Question

What is the derivative of sin sin sin x

Answer 1

sin [sin(sinx)]

You have two ways into this the first is:

sin y

where y = sinz and z = sinx

d(siny)/dx = cosy * dy/dx

dy/dx = cosz * dz/dx

dz/dz = cosx

and do reverse sub

dy/dz = cosz * cosx

d(siny)/dx = cosz * cosx * cosy = cos(sin(sinx)) * cosx * cos(sinx)

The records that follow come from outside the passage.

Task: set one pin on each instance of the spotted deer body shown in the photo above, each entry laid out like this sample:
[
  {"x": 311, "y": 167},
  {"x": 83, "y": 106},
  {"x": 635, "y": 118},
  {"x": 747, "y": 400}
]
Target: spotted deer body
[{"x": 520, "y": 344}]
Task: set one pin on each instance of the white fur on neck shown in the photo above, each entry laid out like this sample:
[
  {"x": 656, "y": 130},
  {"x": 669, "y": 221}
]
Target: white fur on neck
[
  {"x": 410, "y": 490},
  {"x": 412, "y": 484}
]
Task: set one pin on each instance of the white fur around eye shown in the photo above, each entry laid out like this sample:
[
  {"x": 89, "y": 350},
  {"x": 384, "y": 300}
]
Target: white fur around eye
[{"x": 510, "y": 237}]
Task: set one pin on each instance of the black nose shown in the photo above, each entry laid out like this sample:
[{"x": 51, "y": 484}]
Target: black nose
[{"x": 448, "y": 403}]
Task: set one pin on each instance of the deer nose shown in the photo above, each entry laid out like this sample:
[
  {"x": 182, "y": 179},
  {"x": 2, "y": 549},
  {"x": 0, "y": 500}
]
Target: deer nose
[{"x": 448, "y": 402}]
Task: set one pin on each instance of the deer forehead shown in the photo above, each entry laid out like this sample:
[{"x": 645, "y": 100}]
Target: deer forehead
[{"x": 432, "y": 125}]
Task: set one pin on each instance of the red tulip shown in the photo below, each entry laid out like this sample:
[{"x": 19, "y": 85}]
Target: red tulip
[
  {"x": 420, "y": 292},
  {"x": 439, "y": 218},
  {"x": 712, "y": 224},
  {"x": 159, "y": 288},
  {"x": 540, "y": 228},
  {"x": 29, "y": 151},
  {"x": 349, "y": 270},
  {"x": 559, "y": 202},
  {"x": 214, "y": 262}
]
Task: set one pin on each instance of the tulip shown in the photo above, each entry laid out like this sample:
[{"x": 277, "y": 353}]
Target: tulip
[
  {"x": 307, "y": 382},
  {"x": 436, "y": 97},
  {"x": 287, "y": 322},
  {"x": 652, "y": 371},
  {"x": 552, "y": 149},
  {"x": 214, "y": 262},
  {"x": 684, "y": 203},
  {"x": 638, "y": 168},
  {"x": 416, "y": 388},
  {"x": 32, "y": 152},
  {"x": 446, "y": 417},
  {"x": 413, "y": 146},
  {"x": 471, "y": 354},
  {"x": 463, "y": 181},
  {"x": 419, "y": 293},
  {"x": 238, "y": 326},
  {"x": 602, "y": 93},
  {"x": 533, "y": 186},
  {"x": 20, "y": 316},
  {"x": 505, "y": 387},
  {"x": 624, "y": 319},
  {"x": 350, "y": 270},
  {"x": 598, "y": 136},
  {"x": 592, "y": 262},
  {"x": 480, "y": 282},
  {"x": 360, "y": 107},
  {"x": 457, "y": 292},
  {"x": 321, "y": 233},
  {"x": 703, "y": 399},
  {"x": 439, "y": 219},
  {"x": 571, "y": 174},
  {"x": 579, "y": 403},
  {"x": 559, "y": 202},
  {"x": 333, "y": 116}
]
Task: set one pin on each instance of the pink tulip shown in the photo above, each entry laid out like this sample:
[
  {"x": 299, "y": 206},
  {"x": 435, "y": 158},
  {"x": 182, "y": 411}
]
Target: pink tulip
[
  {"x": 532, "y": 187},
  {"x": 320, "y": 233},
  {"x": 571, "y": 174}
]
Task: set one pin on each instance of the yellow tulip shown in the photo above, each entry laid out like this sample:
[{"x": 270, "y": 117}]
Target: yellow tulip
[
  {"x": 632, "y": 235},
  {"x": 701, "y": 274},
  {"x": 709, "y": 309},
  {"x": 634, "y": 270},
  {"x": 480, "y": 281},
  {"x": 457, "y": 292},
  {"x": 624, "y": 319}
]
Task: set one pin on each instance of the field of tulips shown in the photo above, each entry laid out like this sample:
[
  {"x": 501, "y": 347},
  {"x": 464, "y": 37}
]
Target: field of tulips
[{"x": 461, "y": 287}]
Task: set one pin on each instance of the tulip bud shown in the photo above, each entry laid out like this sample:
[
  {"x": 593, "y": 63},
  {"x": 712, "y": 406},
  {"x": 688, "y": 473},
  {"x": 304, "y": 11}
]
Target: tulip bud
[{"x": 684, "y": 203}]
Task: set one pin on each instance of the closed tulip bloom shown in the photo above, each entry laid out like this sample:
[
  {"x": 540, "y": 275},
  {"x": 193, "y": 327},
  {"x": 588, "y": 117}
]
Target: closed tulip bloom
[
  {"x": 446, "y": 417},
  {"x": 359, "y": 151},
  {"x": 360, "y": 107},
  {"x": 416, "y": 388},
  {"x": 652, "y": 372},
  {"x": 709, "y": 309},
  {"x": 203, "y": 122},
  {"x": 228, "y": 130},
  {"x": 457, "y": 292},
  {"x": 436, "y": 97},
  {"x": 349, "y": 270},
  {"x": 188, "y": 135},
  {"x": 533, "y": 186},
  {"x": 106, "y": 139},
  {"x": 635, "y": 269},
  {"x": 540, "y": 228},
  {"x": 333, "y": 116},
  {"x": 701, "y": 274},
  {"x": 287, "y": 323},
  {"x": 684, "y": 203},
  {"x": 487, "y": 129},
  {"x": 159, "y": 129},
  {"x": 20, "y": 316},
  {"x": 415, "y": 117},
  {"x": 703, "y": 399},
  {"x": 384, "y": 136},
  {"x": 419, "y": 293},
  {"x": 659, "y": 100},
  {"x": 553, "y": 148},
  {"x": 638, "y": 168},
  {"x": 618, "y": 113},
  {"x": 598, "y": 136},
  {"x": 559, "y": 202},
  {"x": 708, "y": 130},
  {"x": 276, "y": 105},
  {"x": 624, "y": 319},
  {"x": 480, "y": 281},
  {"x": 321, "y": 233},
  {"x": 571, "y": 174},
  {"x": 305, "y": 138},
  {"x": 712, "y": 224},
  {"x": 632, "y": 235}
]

or the way I prefer is take the derivative of each term in row:

cos(sin(sinx)) * cos(sinx) * cosx

Answer 2

`\displaystyle (dy)/(dx) = \cos x \cos (\sin x) \cos \Big( \sin (\sin x) \Big)`

General Formulas and Concepts:

Calculus

Differentiation

• Derivatives
• Derivative Notation

Derivative Rule [Chain Rule]:
`\displaystyle (d)/(dx)[f(g(x))] =f'(g(x)) \cdot g'(x)`

Explanation:

Step 1: Define

Identify

`\displaystyle y = \sin \Big( \sin (\sin x) \Big)`

Step 2: Differentiate

1. Trigonometric Differentiation [Derivative Rule - Chain Rule]:
   `\displaystyle y' = \cos \Big( \sin (\sin x) \Big) \Big( \sin (\sin x) \Big)'`
2. Trigonometric Differentiation [Derivative Rule - Chain Rule]:
   `\displaystyle y' = \cos (\sin x) \cos \Big( \sin (\sin x) \Big)(\sin x)'`
3. Trigonometric Differentiation:
   `\displaystyle y' = \cos x \cos (\sin x) \cos \Big( \sin (\sin x) \Big)`

Topic: AP Calculus AB/BC (Calculus I/I + II)

Unit: Differentiation